Luego nos paró a todas en fila y empezó a preguntar quiénes fueron las que se trajeron el fiambre (ella no sabía que era porque ya no tenía forma de nada). Había un silencio tan raro que se podía sentir respirar a todas despacito, salvo a Pauli que era asmática y necesitaba resollar. Sor Herminia fue y vino mirándonos, tratando de quebrarnos, porque hacía más de 25 años que vivía en el internado y sabía que siempre alguna chica con el clima adecuado se termina quebrando y confiesa, pero luego de treinta minutos todas seguíamos estoicas y nadie emitió sonido. Así que nos dijo que realmente dábamos vergüenza y que, obvio, estábamos todas sin postre ni salidas por un mes. Vi caras tristes y escuchamos sollozos ahogados, porque la única manera de ver a la familia o de sentir a los afectos cerca era durante el fin de semana. La mortadela nos había costado cara; nadie habló, pero todas nos sentíamos desoladas y angustiadas. En lo personal yo no tenía visitas o salidas, pero siempre me alegraba verlas partir ilusionadas con su bolsito a ver a su familia. Después de todo esto, Gaby ya no intentó convencernos de hacer nada por un tiempo muy largo.

La bibliotecaria

Siempre fui muy curiosa y me inscribía en cuanta actividad hubiese, pero mi fuerte nunca fue ser social, porque si bien no me cuesta relacionarme, prefiero la soledad o que la compañía sea más divertida o entretenida que dicha soledad. Cuando tenía 12 años, Sor Herminia me regaló dos libros y como la perseguí una semana contándole mis experiencias literarias, un día me frenó a mitad del pasillo y me dijo:

—Eli, ¿a vos no te gustaría ordenar la biblioteca del colegio? Yo confío en vos, porque sé que sos buena estudiante.
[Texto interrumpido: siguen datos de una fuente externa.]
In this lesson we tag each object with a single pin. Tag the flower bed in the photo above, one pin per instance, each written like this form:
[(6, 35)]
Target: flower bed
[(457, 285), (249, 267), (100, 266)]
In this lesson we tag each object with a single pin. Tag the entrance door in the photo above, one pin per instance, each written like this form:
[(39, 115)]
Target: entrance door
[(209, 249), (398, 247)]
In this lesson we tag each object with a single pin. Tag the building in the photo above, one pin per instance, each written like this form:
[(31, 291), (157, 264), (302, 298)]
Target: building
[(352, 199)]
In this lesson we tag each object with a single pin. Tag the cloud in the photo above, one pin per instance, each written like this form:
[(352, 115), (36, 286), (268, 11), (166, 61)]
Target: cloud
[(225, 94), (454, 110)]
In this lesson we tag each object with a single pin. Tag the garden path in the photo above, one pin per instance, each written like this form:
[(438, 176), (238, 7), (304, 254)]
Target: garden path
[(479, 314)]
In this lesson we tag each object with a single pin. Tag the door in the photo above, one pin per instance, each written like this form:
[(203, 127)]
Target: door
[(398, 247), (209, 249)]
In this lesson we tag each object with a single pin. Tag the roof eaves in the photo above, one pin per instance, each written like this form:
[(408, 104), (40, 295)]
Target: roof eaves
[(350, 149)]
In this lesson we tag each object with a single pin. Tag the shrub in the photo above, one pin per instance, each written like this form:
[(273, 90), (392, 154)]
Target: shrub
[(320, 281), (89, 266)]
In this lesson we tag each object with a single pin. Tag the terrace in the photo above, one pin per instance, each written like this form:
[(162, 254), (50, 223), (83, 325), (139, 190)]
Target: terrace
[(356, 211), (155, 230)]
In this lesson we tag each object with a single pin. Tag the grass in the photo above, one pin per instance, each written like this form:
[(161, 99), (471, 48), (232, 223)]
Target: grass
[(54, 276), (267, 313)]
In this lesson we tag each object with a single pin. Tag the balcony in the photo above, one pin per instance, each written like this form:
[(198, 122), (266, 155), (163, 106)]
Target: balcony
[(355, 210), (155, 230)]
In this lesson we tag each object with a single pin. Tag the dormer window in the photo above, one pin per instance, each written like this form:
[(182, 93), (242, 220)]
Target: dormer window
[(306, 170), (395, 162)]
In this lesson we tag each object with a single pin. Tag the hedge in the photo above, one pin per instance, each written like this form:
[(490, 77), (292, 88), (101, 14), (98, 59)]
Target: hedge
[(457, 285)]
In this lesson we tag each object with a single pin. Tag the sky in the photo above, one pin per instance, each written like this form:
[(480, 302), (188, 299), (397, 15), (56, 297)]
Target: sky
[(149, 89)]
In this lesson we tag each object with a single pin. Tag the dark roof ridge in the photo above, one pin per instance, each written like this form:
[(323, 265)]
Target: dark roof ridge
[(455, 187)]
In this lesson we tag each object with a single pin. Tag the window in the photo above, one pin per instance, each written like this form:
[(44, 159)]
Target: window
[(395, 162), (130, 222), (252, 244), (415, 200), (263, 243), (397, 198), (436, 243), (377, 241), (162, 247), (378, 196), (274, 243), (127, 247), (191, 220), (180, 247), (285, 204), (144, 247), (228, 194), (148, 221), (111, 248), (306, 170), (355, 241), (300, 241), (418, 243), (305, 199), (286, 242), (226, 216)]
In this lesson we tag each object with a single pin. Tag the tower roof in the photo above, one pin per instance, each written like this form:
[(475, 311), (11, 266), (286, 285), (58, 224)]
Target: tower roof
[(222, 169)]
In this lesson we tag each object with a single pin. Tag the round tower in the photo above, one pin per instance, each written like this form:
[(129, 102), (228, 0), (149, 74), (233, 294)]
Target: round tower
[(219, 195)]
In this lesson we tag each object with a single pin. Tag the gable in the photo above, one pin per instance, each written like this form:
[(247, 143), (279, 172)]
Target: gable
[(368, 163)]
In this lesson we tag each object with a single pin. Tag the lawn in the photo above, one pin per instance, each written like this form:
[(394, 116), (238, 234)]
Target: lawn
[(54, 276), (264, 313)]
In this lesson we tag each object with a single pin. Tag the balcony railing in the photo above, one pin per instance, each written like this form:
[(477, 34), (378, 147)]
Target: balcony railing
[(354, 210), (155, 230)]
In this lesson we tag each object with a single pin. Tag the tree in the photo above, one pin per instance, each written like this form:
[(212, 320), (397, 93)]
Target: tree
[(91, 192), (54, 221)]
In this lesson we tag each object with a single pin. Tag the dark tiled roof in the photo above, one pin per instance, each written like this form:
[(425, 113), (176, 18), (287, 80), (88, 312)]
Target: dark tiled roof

Le pregunté qué era lo que tenía que hacer y me dijo que en un principio seleccionar los libros que estaban dispersos, clasificarlos en un orden y, si me ponía ambiciosa, ella me ayudaría para que la biblioteca pudiera funcionar de nuevo.

En mi nuevo papel de bibliotecaria, adquirí una importancia desmedida porque era la única que tenía el privilegio de tener un espacio absolutamente propio. Gaby enseguida se acercó a mí para ver si podía ser mi ayudante:

—¡Hola, Eli! Me enteré de que estás ordenando la biblio y te quería preguntar si puedo hacer algo acá, lo que necesites.